The Löwenherz thread is a largely obsolete metric thread form designed in the late nineteenth century and frequently applied in precision instruments. It is named after Dr. Leopold Löwenherz, who was the director of the metrology institute Physikalisch-Technische Bundesanstalt in Berlin.

== History ==

In 1888, the Verein Deutscher Ingenieure introduced a thread form that specified threads for diameters from sizes 6 millimeters in diameter to 40 millimeters in diameter. In 1892, at the Congress for Introduction of Standardized Threads for Fixing Screws in Fine Mechanics in Munich, it was decided that the thread form would be truncated. The final form was announced in Berlin in 1894, where the series of thread forms was expanded to include sizes as small as 1 millimeter in diameter.

== Description ==

The Löwenherz thread form is unique in having a thread pitch angle of 53° 8′ (53.1333°), which is a smaller angle than the ISO metric thread form but a larger angle than the Thury thread form. The unusual angle was chosen so that the pitch would be approximately equal to the thread's triangular height; however, the design was later truncated (flattened) at the roots and crests of the thread by a factor of one-eight the pitch, so the pitch is about 25% larger than the height, and the thread's depth is about 75% the length of its pitch. The Löwenherz fastener is specified for 31 diameters at irregular intervals ranging 1–40 mm, each with a single corresponding pitch. (This further differentiates the Löwenherz thread from the ISO metric thread, where screws must be specified by both their diameter and pitch because multiple pitches exist for a single diameter.) Löwenherz fasteners are assembled using standard metric wrenches or sockets, and often the hex size for bolt heads and nuts is repeated (so 17 mm wrenches can be used on both 9 mm and 10 mm Löwenherz hardware).

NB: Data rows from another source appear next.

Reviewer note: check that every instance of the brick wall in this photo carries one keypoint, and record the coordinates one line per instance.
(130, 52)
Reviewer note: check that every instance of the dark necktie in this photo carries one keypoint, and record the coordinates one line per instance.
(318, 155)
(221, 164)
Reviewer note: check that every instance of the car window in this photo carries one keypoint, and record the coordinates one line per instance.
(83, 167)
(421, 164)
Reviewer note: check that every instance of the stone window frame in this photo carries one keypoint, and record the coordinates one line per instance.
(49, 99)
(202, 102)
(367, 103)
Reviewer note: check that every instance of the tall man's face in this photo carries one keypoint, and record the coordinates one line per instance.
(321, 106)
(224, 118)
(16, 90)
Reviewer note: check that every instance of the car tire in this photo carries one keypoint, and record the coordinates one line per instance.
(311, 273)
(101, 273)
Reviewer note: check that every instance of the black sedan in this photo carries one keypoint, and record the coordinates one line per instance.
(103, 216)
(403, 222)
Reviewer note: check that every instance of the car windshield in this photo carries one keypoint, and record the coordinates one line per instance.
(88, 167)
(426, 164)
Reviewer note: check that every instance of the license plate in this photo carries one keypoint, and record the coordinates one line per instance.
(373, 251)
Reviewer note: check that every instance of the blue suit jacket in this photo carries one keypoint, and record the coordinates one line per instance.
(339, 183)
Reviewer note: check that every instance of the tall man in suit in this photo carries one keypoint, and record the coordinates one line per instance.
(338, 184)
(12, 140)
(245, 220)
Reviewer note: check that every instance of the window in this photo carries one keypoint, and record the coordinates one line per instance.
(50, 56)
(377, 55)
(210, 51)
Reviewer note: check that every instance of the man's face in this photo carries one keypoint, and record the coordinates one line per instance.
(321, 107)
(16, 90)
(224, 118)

== Applications and competing thread forms ==

The Löwenherz thread was used extensively in measuring instruments (like micrometers, which achieve greater precision with finer thread pitches) and in shell manufacturing. It was also popular choice for use in optical instruments, especially in Germany. In addition to seeing its use in instruments designed in Germany, Austria and France, the Löwenhetz thread was once adopted by the Bureau of Standards in the United States as a solution to the lack of uniformity in the type of screws used in American-made instruments.

As a precision or scientific thread, the Löwenherz form was rivaled by two contemporary forms: Swiss-designed Thury thread and its derivative the British Association thread. In modern applications, the Löwenherz thread has been replaced with the DIN 13 standard for metric screws. ISO fasteners are available in many of the same pitches and diameters as Löwenherz fasteners; however, ISO and Löwenherz fasteners are not directly interchangeable because the difference in the thread geometry prevents proper mating of fastening components (so an M6x1.0 screw could not be safely installed in a hole tapped for a 6 mm Löwenherz screw, even though they share the same pitch and nominal diameter).